6. “Broken grid”, asymmetrical layouts
Remember how brutalism was becoming a viable style even for more commercial and established brands? This style has come to stay, at least for a while. Grids are flexible and don’t need to be super rigid as the user has become more and more proficient with the ins and outs of digital products. The truth is that pages become a bit less predictable and more interesting to read, as the following concepts exemplify.
The key is taking from the more “extreme” examples and adapting it to the products needs, when possible, unless the product is establishing itself as cutting edge – in which case, experiment and test – we don’t want anyone getting (too) lost.
7. Neuomorphism design
Material Design came along and brutalism was its counter-reaction. But those principles of material design were meanwhile also taken to the next level through pushing graphical objects to a whole other ambition of realism.
A button looks like a real-life button and minimalism helps to an aesthetic that is actually new and usable.
It’s not an easy style and does benefit from some spatial notions, but it doesn’t actually require the designer knowing 3D modelling.
The following artists decided to explore the come-back of skeuomorphism whilst fitting the current colours and ambience that are expected from certain types of products. The results were incredible.

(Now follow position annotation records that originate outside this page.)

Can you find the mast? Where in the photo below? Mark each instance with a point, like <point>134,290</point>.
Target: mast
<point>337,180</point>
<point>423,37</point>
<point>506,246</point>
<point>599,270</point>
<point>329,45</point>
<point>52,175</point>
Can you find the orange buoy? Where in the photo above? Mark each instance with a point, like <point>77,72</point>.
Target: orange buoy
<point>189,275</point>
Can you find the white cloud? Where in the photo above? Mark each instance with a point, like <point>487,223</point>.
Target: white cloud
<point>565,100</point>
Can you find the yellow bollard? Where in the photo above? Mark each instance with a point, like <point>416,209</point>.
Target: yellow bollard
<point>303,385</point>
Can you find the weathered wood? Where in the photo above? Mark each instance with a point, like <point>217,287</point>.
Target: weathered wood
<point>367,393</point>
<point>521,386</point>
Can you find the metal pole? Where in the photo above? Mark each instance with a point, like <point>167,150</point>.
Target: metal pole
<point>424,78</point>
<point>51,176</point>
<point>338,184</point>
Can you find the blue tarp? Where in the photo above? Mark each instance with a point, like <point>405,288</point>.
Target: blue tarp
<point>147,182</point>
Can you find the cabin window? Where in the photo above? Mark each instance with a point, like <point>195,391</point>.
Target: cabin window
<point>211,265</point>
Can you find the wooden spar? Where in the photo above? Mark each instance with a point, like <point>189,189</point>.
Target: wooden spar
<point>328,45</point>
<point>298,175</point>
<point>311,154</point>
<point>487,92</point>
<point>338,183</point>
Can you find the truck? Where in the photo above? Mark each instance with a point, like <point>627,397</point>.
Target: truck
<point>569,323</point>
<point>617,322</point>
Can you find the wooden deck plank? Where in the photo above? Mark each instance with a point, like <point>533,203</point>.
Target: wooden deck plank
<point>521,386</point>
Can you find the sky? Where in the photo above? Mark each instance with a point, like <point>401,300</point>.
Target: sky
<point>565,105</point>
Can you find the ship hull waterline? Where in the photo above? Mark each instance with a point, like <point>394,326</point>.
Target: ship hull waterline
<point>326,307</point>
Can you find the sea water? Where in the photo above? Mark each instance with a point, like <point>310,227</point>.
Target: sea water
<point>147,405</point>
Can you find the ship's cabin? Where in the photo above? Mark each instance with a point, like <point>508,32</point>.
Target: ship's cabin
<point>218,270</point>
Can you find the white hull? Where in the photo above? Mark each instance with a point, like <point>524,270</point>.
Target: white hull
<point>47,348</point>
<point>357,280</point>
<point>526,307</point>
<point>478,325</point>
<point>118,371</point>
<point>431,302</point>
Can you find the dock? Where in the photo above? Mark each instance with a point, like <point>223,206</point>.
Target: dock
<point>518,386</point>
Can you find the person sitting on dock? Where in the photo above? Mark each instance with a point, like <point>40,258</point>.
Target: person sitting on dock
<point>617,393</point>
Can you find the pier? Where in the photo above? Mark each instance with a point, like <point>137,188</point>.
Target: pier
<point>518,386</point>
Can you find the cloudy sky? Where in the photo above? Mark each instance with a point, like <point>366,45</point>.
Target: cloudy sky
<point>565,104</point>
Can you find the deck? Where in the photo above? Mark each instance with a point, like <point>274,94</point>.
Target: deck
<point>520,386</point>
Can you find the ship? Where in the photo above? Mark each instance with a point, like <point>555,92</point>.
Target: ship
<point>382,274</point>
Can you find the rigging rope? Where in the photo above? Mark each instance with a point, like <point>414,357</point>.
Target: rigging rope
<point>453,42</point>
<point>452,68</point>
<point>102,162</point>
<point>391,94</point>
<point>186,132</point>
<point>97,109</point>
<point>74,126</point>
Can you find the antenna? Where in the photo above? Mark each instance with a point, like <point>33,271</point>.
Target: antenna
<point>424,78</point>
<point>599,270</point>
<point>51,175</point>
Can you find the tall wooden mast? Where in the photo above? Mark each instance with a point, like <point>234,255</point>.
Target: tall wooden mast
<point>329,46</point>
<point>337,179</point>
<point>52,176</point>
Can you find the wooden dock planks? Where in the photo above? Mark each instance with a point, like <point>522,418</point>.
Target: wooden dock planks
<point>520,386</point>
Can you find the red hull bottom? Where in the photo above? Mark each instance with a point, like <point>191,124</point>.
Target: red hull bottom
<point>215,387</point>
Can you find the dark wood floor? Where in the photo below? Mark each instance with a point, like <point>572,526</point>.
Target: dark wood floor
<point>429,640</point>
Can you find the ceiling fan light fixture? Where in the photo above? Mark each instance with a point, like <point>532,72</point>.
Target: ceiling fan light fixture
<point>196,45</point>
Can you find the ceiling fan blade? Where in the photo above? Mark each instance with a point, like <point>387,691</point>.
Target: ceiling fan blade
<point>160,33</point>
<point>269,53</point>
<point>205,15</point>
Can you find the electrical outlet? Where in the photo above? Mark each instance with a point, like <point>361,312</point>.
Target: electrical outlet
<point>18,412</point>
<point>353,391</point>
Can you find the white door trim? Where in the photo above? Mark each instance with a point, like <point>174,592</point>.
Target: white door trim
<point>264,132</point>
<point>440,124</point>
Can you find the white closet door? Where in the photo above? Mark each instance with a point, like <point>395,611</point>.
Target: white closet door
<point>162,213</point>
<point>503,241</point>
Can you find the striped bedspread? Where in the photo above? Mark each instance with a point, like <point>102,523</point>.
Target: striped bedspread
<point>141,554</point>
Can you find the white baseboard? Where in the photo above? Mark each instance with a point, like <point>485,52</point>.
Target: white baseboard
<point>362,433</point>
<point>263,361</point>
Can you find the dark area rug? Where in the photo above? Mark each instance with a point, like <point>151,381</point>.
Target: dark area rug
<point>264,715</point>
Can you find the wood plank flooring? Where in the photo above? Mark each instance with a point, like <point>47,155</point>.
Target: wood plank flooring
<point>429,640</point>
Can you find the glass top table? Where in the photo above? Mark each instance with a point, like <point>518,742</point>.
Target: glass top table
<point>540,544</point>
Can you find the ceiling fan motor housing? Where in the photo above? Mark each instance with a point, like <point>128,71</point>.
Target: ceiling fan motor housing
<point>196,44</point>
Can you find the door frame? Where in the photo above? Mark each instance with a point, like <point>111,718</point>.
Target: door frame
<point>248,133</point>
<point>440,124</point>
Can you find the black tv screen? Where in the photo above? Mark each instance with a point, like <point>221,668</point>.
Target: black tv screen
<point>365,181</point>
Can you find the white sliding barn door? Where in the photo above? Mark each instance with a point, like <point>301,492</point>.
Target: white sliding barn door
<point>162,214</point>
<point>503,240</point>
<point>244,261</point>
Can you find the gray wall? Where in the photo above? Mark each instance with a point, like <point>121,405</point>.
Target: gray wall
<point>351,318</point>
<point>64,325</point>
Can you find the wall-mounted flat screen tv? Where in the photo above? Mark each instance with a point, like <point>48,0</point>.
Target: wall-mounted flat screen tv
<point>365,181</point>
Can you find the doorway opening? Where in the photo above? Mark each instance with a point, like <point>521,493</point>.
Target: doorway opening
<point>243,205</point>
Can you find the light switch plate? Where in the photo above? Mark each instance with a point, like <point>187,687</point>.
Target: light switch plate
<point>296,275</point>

Let’s address something though: this is not a quick style to make, highlights and shadows have to be on-point so that the elements actually look like how they’d be in real life. And it’s hardly one of those situations where one design element fits all, but surely designers will come up with quicker ways to achieve these effects.
To wrap things up
At ImaginaryCloud, we feel like there’s plenty of new stuff to be excited about in this coming year. Designers and product owners alike can start looking at their work with a new spirit of trying something new that stands out in the market, as new trends should always be a motivation to go further in what comes to stylistic choices. Who knows, maybe our explorations will build upon what’s being done and set the new trends for 2021. One can dream.